如何利用这个循环中的置换对称性？

Question

I have a scalar function f(a,b,c,d) that has the following permutational symmetry

f(a,b,c,d) = f(c,d,a,b) = -f(b,a,d,c) = -f(d,c,b,a)

I'm using it to fully populate a 4D array. This code (using python/NumPy) below works:

A = np.zeros((N,N,N,N))
for a in range(N):
    for b in range(N):
        for c in range(N):
            for d in range(N):
                A[a,b,c,d] = f(a,b,c,d)

But obviously I'd like to exploit symmetry to cut down on the execution time of this section of code. I've tried:

A = np.zeros((N,N,N,N))
ab = 0
for a in range(N):
    for b in range(N):
        ab += 1
        cd  = 0
        for c in range(N):
            for d in range(N):
                cd += 1
                if ab >= cd:
                    A[a,b,c,d] = A[c,d,a,b] = f(a,b,c,d)

Which cuts the execution time in half. But for the last symmetry I tried:

A = np.zeros((N,N,N,N))
ab = 0
for a in range(N):
    for b in range(N):
        ab += 1
        cd  = 0
        for c in range(N):
            for d in range(N):
                cd += 1
                if ab >= cd:
                    if ((a >= b) or (c >= d)):
                        A[a,b,c,d] = A[c,d,a,b] = f(a,b,c,d)
                        A[b,a,d,c] = A[d,c,b,a] = -A[a,b,c,d]

Which works, but doesn't give me near another factor of two speed-up. I don't think it is right for the right reasons, but can't see why.

How can I better exploit this particular permutational symmetry here?

Answer 1

Interesting problem!

For N=3 , there should be 81 combinations with 4 elements. With your loops, you create 156.

It looks like the main source of duplicates is the or in (a >= b) or (c >= d) , it is too permissive. (a >= b) and (c >= d) would be too restrictive, though.

You could compare a + c >= b + d , though.

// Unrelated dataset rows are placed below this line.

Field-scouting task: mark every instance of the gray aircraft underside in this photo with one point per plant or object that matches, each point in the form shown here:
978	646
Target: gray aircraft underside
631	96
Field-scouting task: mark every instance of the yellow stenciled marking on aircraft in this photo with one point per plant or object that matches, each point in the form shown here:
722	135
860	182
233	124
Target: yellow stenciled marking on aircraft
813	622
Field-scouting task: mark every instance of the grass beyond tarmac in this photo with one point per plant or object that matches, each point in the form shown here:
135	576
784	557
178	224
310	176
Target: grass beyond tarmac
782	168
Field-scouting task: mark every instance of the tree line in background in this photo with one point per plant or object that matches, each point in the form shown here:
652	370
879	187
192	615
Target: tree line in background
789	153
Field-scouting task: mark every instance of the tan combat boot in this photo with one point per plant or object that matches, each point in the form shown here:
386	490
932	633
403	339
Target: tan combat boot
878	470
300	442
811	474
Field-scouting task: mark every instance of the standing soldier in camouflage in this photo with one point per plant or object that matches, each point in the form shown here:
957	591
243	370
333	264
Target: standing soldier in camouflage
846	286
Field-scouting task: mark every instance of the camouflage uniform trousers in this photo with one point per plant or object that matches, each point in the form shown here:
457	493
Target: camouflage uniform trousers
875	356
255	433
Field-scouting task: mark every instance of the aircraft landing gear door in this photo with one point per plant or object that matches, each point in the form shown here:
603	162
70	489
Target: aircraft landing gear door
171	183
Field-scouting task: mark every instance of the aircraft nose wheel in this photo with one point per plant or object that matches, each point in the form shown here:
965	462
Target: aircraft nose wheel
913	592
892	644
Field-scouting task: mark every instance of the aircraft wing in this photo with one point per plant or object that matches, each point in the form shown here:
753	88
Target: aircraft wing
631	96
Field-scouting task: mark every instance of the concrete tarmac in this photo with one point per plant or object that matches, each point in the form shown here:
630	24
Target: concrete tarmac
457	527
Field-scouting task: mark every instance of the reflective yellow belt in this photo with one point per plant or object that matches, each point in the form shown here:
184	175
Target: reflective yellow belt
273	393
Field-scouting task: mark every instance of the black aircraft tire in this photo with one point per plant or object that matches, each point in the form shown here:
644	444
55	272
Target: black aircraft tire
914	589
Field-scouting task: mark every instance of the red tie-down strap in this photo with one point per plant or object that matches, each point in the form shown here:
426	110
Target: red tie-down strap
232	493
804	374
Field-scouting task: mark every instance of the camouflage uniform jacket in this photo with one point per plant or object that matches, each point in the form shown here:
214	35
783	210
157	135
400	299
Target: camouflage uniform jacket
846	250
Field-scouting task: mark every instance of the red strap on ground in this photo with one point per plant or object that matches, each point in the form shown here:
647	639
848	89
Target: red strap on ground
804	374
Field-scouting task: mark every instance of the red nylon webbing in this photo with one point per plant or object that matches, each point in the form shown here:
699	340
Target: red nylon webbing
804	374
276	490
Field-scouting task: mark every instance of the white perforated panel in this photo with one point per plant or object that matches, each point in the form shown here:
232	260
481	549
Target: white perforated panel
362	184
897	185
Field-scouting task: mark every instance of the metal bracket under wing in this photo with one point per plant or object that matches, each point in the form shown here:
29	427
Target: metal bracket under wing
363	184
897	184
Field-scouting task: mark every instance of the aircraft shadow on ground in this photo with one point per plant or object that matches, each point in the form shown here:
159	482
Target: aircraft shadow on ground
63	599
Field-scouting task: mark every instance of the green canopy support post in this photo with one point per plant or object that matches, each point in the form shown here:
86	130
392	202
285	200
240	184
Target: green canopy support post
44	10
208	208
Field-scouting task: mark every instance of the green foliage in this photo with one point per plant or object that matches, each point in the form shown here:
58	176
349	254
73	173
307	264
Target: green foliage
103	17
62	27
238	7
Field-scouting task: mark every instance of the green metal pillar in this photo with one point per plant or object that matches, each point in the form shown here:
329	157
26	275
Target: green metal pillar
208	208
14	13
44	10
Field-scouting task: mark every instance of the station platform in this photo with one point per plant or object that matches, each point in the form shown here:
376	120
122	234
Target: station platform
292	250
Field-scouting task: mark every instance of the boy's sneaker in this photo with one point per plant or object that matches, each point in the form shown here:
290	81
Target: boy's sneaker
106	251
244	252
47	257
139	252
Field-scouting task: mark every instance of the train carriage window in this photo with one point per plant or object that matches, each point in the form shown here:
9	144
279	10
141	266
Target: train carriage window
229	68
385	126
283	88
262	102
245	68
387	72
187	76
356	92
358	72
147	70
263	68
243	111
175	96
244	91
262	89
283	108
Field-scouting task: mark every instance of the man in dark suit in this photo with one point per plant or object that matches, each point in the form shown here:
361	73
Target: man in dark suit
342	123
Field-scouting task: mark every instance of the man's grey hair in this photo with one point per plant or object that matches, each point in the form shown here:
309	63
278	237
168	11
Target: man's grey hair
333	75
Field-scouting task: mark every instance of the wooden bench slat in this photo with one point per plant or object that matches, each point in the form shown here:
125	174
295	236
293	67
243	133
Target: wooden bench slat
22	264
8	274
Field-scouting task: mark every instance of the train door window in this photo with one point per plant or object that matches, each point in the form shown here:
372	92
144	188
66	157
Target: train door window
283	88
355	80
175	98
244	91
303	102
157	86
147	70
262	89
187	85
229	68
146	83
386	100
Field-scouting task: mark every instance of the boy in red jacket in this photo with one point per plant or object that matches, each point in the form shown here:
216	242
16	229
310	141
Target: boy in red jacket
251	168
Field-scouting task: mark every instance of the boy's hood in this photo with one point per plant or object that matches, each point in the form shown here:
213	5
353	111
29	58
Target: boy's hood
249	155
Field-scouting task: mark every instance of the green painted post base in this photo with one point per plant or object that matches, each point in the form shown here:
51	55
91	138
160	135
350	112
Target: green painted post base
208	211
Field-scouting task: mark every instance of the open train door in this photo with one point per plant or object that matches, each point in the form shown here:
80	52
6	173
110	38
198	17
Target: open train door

To gain a few ms (if anything), you could save a + c as ac inside the 3rd loop :

A = np.zeros((N,N,N,N))
ab = 0
for a in range(N):
    for b in range(N):
        ab += 1
        cd  = 0
        for c in range(N):
            ac = a + c
            for d in range(N):
                cd += 1
                if (ab >= cd and ac >= b+d):
                    A[a,b,c,d] = A[c,d,a,b] = f(a,b,c,d)
                    A[b,a,d,c] = A[d,c,b,a] = -A[a,b,c,d]

With this code, we create 112 combinations, so there are less duplicates than with your method, but there might still be some optimizations left.

Update

Here's the code I used to calculate the number of created combinations :

from itertools import product

N = 3
ab = 0

all_combinations = set(product(range(N), repeat=4))
zeroes = ((x, x, y, y) for x, y in product(range(N), repeat=2))
calculated = list()

for a in range(N):
    for b in range(N):
        ab += 1
        cd = 0
        for c in range(N):
            ac = a + c
            for d in range(N):
                cd += 1
                if (ab >= cd and ac >= b + d) and not (a == b and c == d):
                    calculated.append((a, b, c, d))
                    calculated.append((c, d, a, b))
                    calculated.append((b, a, d, c))
                    calculated.append((d, c, b, a))

missing = all_combinations - set(calculated) - set(zeroes)

if missing:
    print "Some sets weren't calculated :"
    for s in missing:
        print s
else:
    print "All cases were covered"
    print len(calculated)

With and not (a==b and c==d) , the number is down to 88.